I had never even rode in an RV the first time I test drove Stanley. The biggest vehicle I had driven before that was my first car, a 1988 Crown Victoria. I was nervous, not only about navigating this huge vehicle that also happened to be a house, but also because if everything went well this was going to be my new home.
It turned out that the size was not an issue. It felt like I was simply driving a large SUVish type vehicle. The main take away was how freeing it felt knowing that if this went through we could live anywhere where we could find parking. Like most things in life the scary part is just trying something out for the first time. The fear of the unknown can paralyze us into doing nothing at all.
I think everyone should try RVing at least once in their life because I know from experience how it can change your perspective on travel and how you see the world. When you travel in a recreational vehicle you get a different experience from the norm. Instead of flying over some of the most interesting parts of the country you have to actually drive through it.
It wasn’t until we hit the road that I actually saw the geological and cultural diversity that is contained within these 50 states. From the plains of the Midwest to the Rocky Mountains to the coastal cliffs of the Pacific coast and the rocky shores of the Atlantic you can find every type of environment you can imagine. Swamp, dessert, forests, plateaus, geysers, mountains, the list keeps going and you will only see them from above if you keep forgoing the journey for the destination.
In our hectic society of deadlines, side projects, and obligations RVing is a great way to force yourself to slow down and appreciate the things we take for granted. As you can imagine there are speed limitations and structural stability issues involved with driving a home on wheels. Unlike car driving, with an RV you can’t slam on the gas and go 80 mph in an attempt to shave an hour off your three hour trip. Sure, you will probably try to at first but after a while you stop fighting time and embrace the slow leisurely pace.
You see a lot more at 55 mph anyways. Interstates have devalued the journey across our lands and placed the emphasis solely on making good time. “Shun-piking” forces you off the interstates and on to the scenic highways. You might just find a cool spot to stop at that you hadn’t anticipated, and you can stop anywhere and instantly be ready to enjoy your surroundings.
There is point of realization that will hit you sometime in your first RV trip where it clicks and you are fully aware that you have everything you need to survive and thrive. You can stop and take a nap practically anywhere or park near a beach, make lunch, and take a shower all without ever leaving the vehicle. Forget the three hour camp set-up your tent setting brethren require. We pull up to spot, plug in, and relax while sipping on a couple beers.
I’m not suggesting everyone go out hit the road full time like us, but getting out there and trying it will most likely have you coming back for more.
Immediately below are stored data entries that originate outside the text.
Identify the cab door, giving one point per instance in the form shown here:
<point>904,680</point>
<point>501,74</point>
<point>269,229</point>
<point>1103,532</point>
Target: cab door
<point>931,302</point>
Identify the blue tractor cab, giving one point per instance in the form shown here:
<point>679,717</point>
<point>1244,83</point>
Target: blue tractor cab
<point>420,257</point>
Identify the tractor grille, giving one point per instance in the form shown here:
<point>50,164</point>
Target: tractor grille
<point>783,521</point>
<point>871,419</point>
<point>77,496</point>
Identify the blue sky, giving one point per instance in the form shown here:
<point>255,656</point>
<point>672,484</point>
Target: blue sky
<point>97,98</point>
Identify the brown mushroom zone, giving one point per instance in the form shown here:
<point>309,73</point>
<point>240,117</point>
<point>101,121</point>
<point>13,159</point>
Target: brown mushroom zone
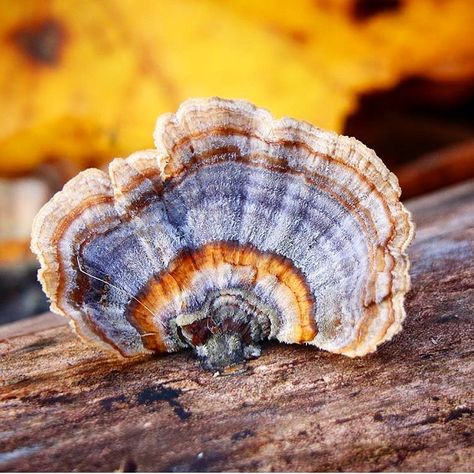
<point>236,228</point>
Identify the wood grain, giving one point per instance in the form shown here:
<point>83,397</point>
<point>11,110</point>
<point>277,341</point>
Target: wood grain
<point>65,406</point>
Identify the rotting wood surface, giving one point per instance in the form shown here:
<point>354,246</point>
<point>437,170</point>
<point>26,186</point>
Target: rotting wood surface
<point>65,406</point>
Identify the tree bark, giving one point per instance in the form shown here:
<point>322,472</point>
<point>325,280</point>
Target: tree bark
<point>408,407</point>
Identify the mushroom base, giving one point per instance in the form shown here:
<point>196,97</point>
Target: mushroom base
<point>227,333</point>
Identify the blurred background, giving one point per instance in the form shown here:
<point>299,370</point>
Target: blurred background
<point>82,82</point>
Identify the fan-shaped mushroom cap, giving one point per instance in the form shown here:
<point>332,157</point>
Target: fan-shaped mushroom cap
<point>236,228</point>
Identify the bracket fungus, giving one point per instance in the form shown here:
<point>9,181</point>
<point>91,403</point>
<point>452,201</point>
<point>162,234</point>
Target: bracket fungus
<point>237,228</point>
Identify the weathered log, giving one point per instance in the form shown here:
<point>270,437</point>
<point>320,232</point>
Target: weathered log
<point>409,406</point>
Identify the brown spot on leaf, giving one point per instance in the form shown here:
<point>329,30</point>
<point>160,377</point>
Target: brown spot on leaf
<point>365,9</point>
<point>41,42</point>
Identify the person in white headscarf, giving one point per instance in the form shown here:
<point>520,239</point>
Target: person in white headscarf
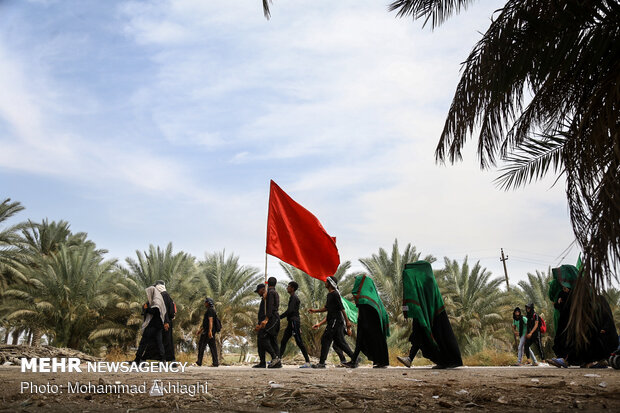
<point>153,325</point>
<point>168,322</point>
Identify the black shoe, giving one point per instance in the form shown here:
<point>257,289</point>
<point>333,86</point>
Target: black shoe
<point>349,364</point>
<point>275,364</point>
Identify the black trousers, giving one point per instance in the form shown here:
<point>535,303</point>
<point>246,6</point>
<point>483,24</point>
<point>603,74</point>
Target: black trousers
<point>151,337</point>
<point>168,343</point>
<point>268,341</point>
<point>293,329</point>
<point>537,340</point>
<point>334,333</point>
<point>202,344</point>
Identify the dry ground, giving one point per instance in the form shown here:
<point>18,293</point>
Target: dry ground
<point>243,389</point>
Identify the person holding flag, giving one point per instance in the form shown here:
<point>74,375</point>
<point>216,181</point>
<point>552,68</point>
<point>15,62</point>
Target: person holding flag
<point>268,324</point>
<point>337,323</point>
<point>373,325</point>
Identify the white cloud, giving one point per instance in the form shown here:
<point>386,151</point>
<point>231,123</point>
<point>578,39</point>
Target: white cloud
<point>339,102</point>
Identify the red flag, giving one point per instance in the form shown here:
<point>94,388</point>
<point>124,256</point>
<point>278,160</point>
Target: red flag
<point>297,237</point>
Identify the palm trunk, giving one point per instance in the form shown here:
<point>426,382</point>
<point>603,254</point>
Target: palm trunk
<point>15,335</point>
<point>36,337</point>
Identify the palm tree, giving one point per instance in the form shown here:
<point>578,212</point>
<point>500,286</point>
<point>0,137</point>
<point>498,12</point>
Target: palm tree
<point>387,272</point>
<point>10,255</point>
<point>475,303</point>
<point>312,294</point>
<point>66,296</point>
<point>231,286</point>
<point>613,297</point>
<point>158,264</point>
<point>535,290</point>
<point>123,316</point>
<point>540,90</point>
<point>9,243</point>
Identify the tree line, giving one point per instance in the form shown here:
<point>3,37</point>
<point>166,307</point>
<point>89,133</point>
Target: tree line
<point>58,284</point>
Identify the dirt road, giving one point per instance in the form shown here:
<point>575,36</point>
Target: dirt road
<point>243,389</point>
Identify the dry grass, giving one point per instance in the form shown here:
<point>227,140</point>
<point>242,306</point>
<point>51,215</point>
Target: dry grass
<point>484,358</point>
<point>490,358</point>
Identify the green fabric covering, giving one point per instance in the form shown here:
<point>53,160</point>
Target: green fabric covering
<point>365,292</point>
<point>421,295</point>
<point>350,309</point>
<point>564,275</point>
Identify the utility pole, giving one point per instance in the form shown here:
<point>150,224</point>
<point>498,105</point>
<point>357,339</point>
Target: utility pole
<point>503,260</point>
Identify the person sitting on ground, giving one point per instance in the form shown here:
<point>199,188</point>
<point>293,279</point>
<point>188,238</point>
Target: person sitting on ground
<point>432,332</point>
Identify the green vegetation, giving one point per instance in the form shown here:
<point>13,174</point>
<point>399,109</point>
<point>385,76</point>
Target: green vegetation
<point>57,284</point>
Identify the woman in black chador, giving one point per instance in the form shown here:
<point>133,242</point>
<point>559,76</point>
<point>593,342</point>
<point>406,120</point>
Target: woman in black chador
<point>152,327</point>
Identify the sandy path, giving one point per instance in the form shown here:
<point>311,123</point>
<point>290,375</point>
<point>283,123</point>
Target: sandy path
<point>394,389</point>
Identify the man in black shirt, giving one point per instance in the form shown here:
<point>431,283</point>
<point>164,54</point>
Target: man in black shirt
<point>168,326</point>
<point>336,322</point>
<point>207,333</point>
<point>533,335</point>
<point>293,327</point>
<point>268,324</point>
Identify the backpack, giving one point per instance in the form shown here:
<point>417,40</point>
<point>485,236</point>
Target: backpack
<point>542,325</point>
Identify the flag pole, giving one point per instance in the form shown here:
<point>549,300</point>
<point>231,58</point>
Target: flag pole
<point>265,268</point>
<point>267,230</point>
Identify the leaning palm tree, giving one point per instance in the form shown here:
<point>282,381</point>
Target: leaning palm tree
<point>386,270</point>
<point>11,258</point>
<point>540,91</point>
<point>477,305</point>
<point>10,240</point>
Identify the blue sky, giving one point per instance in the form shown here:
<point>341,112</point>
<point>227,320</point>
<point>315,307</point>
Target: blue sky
<point>145,122</point>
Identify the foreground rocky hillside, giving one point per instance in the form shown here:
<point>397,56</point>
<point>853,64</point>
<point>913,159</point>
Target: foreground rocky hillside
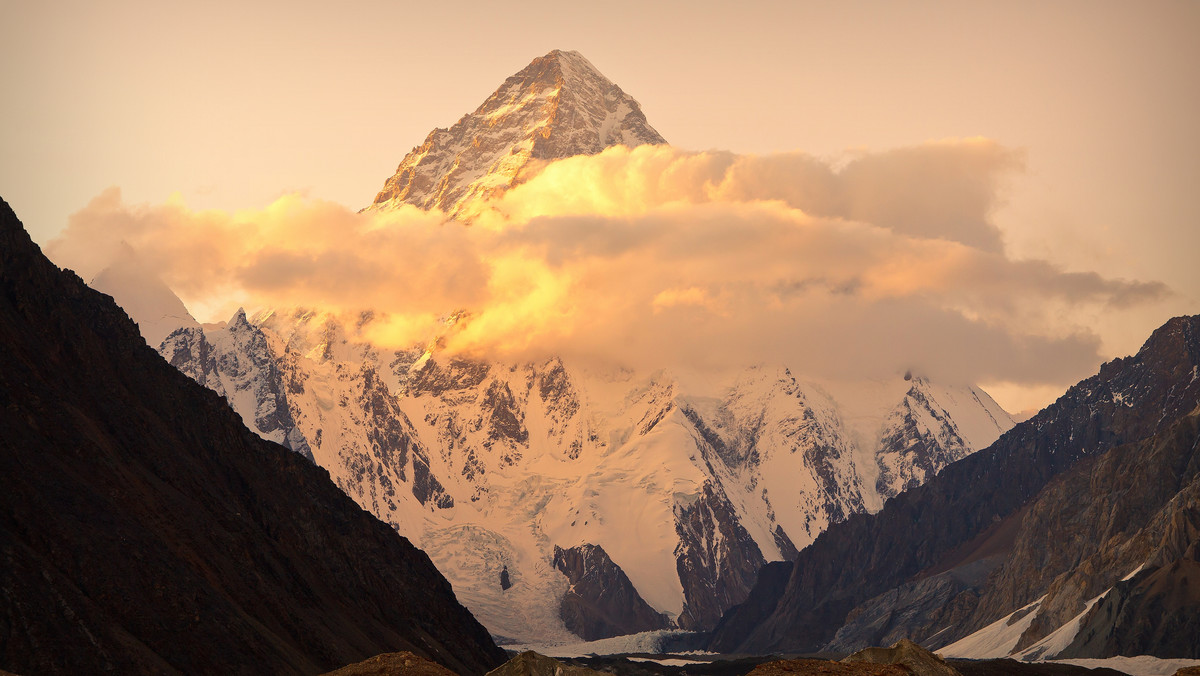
<point>558,106</point>
<point>689,483</point>
<point>1002,527</point>
<point>145,530</point>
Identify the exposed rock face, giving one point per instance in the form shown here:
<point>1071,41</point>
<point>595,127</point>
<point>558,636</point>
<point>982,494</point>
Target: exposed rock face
<point>1134,509</point>
<point>921,436</point>
<point>864,556</point>
<point>556,107</point>
<point>918,660</point>
<point>745,471</point>
<point>144,528</point>
<point>601,602</point>
<point>534,664</point>
<point>761,600</point>
<point>803,666</point>
<point>238,365</point>
<point>717,558</point>
<point>925,608</point>
<point>1097,524</point>
<point>1158,612</point>
<point>394,664</point>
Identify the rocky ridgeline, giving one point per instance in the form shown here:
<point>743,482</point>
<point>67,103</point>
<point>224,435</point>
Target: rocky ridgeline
<point>558,106</point>
<point>144,528</point>
<point>1017,521</point>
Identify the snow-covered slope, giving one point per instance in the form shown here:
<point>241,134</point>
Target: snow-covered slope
<point>556,107</point>
<point>689,482</point>
<point>688,488</point>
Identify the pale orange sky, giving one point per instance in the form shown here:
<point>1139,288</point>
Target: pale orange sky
<point>232,106</point>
So how can you try this RV thing out without a large capital investment.
Maybe you have a friend who under uses his motor home. Maybe you subtlely suggest that they put it to use and bring you along. Give a specific trip idea to get them thinking. A week long fishing trip during salmon season or go visit as many baseball stadiums as possible in 10 days.
Even renting an RV for an extended holiday weekend or 14 day family trip can be just different enough to get you saying “yeah, I like this RVing thing.” The point is not how you do it, but that you do it. And preferably sooner than later because if you wait for the perfect time, you’ll be waiting a long time.